Thanks for the quick responses! The burner is only running for a couple of minutes, so nothing has much chance of getting warm - the external wiring to the solenoid valve is definitely still cold when the burner goes out.

However, your suggestions has made me think there could be something fundamentally faulty with the solenoid, perhaps internal wiring that's failing after being under load for a few minutes, or something mechanical. Does anyone know if the solenoid valve is removable without dismantling the whole pump?

Cheers, DickM
 
don't know about removing the whole valve, You can buy the coil and I assume it is fairly simple to replace. just seen them EOGB site
:rolleyes:
 
The valve is mechanical only. It is operated by current in a coil which is externatl to the pump body.
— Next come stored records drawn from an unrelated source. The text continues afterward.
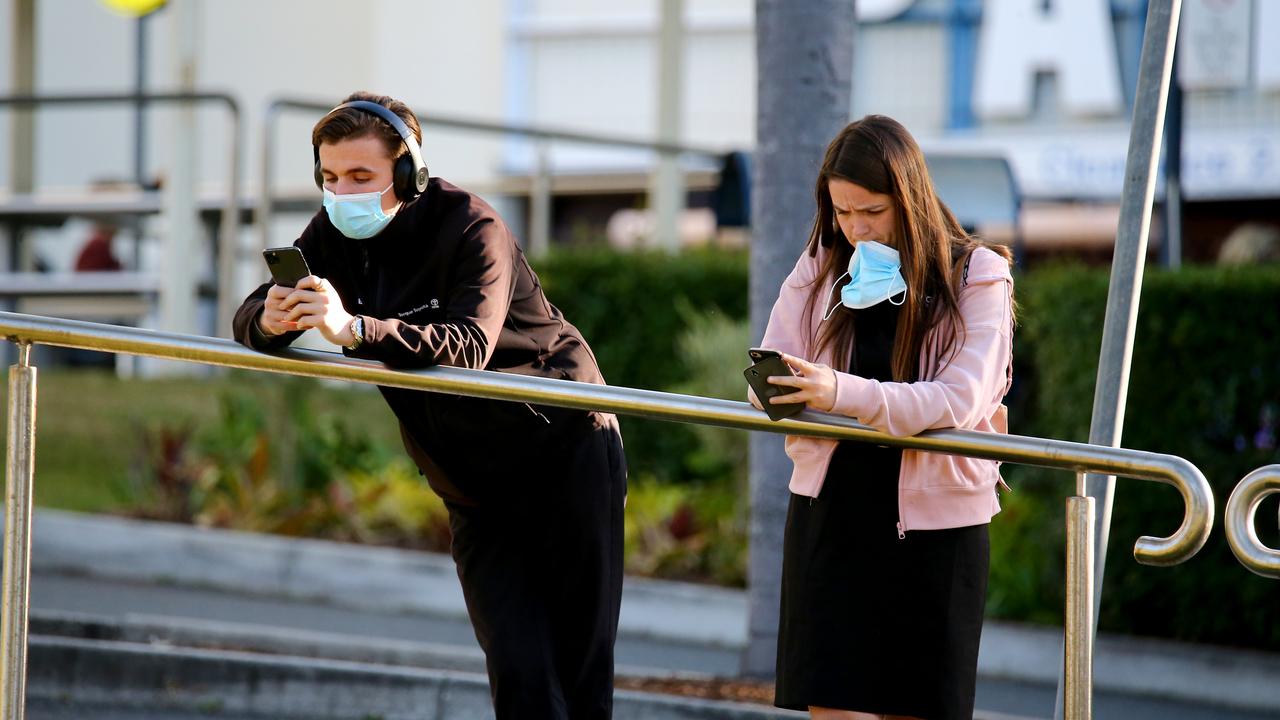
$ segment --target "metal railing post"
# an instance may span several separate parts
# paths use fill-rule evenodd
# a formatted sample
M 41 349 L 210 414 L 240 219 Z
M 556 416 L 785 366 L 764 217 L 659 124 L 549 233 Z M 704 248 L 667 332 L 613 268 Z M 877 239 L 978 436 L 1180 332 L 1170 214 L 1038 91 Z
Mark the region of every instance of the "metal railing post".
M 1253 524 L 1258 506 L 1268 495 L 1280 495 L 1280 465 L 1265 465 L 1244 475 L 1226 501 L 1222 527 L 1226 543 L 1240 565 L 1263 578 L 1280 579 L 1280 550 L 1262 544 Z M 1280 518 L 1276 521 L 1280 523 Z
M 1093 498 L 1066 498 L 1066 678 L 1068 720 L 1093 715 Z
M 0 620 L 0 720 L 22 720 L 27 698 L 27 600 L 31 594 L 31 495 L 36 471 L 36 368 L 31 343 L 9 366 L 5 465 L 4 619 Z

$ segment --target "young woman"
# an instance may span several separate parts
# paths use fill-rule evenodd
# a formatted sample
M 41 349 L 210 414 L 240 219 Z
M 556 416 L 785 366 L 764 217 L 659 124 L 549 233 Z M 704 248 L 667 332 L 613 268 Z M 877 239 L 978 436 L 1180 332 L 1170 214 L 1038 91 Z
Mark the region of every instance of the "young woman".
M 893 436 L 1005 432 L 1007 250 L 960 227 L 886 117 L 841 131 L 815 195 L 762 342 L 795 372 L 769 378 L 795 388 L 774 401 Z M 972 717 L 998 462 L 804 437 L 787 455 L 774 702 L 814 719 Z

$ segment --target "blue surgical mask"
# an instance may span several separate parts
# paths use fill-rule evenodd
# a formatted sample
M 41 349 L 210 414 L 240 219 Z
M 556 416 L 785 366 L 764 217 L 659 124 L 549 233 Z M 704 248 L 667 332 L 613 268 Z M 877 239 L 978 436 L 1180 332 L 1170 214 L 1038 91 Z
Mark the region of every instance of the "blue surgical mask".
M 844 305 L 854 310 L 879 305 L 888 300 L 893 305 L 906 302 L 906 281 L 902 279 L 902 261 L 897 250 L 874 240 L 864 240 L 854 246 L 849 259 L 849 283 L 840 288 L 840 302 L 832 305 L 823 320 Z M 845 275 L 840 275 L 844 278 Z M 840 278 L 836 283 L 840 283 Z M 901 300 L 893 302 L 893 297 Z
M 390 190 L 392 183 L 387 186 Z M 387 223 L 396 217 L 396 210 L 388 215 L 383 213 L 381 192 L 355 192 L 351 195 L 337 195 L 330 190 L 324 191 L 324 209 L 329 213 L 329 222 L 338 232 L 351 240 L 365 240 L 383 232 Z

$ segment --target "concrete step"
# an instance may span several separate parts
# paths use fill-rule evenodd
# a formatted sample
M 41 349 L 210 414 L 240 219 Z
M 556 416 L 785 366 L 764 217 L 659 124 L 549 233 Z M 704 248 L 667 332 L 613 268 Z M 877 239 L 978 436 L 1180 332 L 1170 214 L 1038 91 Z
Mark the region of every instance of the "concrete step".
M 32 635 L 27 697 L 56 717 L 492 720 L 484 675 L 225 650 Z M 616 720 L 781 720 L 764 706 L 620 691 Z
M 133 602 L 157 615 L 182 610 L 188 618 L 204 616 L 201 610 L 218 600 L 223 621 L 252 618 L 302 630 L 342 630 L 357 643 L 374 634 L 365 626 L 390 630 L 397 639 L 439 641 L 448 634 L 443 644 L 466 644 L 470 638 L 447 556 L 49 510 L 36 514 L 33 537 L 33 607 L 42 600 L 51 609 L 96 612 L 96 598 L 67 597 L 97 592 L 84 589 L 92 582 L 73 587 L 68 580 L 79 577 L 115 583 L 109 588 L 114 602 Z M 42 579 L 70 589 L 37 592 Z M 431 620 L 440 618 L 451 624 Z M 425 626 L 431 630 L 421 632 Z M 620 662 L 627 664 L 623 656 L 630 655 L 643 659 L 630 662 L 641 667 L 731 675 L 745 642 L 741 591 L 627 578 Z M 378 652 L 388 657 L 402 650 Z M 430 647 L 415 652 L 429 653 Z M 1053 687 L 1060 662 L 1060 628 L 998 621 L 984 626 L 979 682 Z M 1101 635 L 1094 691 L 1280 717 L 1280 655 Z

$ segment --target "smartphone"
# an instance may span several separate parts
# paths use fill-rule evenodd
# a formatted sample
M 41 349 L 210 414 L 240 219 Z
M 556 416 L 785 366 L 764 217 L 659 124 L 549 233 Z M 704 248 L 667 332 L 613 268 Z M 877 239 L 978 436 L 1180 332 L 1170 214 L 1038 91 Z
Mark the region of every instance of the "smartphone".
M 311 274 L 307 260 L 297 247 L 268 247 L 262 251 L 266 268 L 271 270 L 275 284 L 297 287 L 298 281 Z
M 777 350 L 753 347 L 746 351 L 746 356 L 751 359 L 753 365 L 742 370 L 742 377 L 746 378 L 746 384 L 751 386 L 751 389 L 755 391 L 755 397 L 760 398 L 760 405 L 764 406 L 764 413 L 769 415 L 771 420 L 790 418 L 804 410 L 804 402 L 785 402 L 781 405 L 769 402 L 771 397 L 796 392 L 794 388 L 776 386 L 769 382 L 771 377 L 795 374 L 791 372 L 791 366 L 782 360 L 782 355 Z

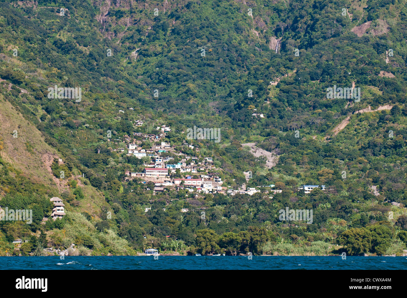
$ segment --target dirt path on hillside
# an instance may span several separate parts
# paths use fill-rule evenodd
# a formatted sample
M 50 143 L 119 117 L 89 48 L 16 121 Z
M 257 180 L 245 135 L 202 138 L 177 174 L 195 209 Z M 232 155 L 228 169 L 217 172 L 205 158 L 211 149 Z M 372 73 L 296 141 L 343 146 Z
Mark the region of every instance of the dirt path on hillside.
M 265 156 L 266 157 L 266 166 L 269 169 L 275 166 L 278 162 L 278 156 L 276 153 L 272 152 L 269 152 L 266 151 L 264 149 L 256 147 L 257 143 L 246 143 L 242 144 L 243 147 L 248 146 L 250 148 L 250 152 L 255 157 L 259 157 L 260 156 Z
M 363 113 L 366 112 L 377 112 L 379 111 L 383 111 L 383 110 L 391 110 L 393 106 L 390 104 L 385 104 L 384 106 L 380 106 L 377 109 L 375 110 L 372 110 L 372 108 L 369 106 L 369 107 L 366 108 L 365 109 L 363 109 L 361 110 L 359 110 L 355 112 L 354 114 L 357 114 L 359 113 Z M 349 123 L 349 121 L 350 120 L 350 116 L 352 115 L 350 115 L 346 117 L 345 119 L 342 120 L 339 125 L 337 125 L 335 128 L 334 128 L 332 130 L 332 132 L 333 133 L 333 136 L 335 136 L 337 135 L 339 132 L 341 131 L 342 129 L 344 128 Z M 325 139 L 328 137 L 329 136 L 327 135 L 325 137 Z

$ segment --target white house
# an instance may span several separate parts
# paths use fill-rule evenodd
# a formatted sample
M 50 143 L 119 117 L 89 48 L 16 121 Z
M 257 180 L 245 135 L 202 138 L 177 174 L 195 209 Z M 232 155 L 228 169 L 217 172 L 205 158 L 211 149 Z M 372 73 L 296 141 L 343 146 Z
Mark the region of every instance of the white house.
M 304 189 L 304 193 L 309 194 L 311 192 L 311 191 L 314 188 L 319 188 L 319 185 L 302 185 L 298 187 L 298 190 L 299 191 L 302 189 Z M 321 188 L 322 189 L 322 190 L 325 190 L 326 188 L 325 185 L 321 185 Z
M 57 197 L 53 197 L 50 199 L 50 200 L 53 202 L 54 206 L 54 209 L 52 209 L 53 213 L 51 214 L 51 217 L 54 220 L 57 218 L 62 218 L 65 215 L 64 208 L 65 205 L 62 202 L 62 199 Z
It could be the coil, photocell, control box or poor adjustment. I have had any of these give those symptoms.

Of more interest though, what is your opinion of the boiler? Do you have the HCC control system for it? Do you find it an efficient boiler?
 
The valve is mechanical only. It is operated by current in a coil which is externatl to the pump body.

It could be the coil, photocell, control box or poor adjustment. I have had any of these give those symptoms.

Thanks for your comments oilman. I guess fitting a new coil on the value is the only way I'm going to know if it's this that's causing the problem or not. :rolleyes:
Any other advice on isolating the problem would be appreciated.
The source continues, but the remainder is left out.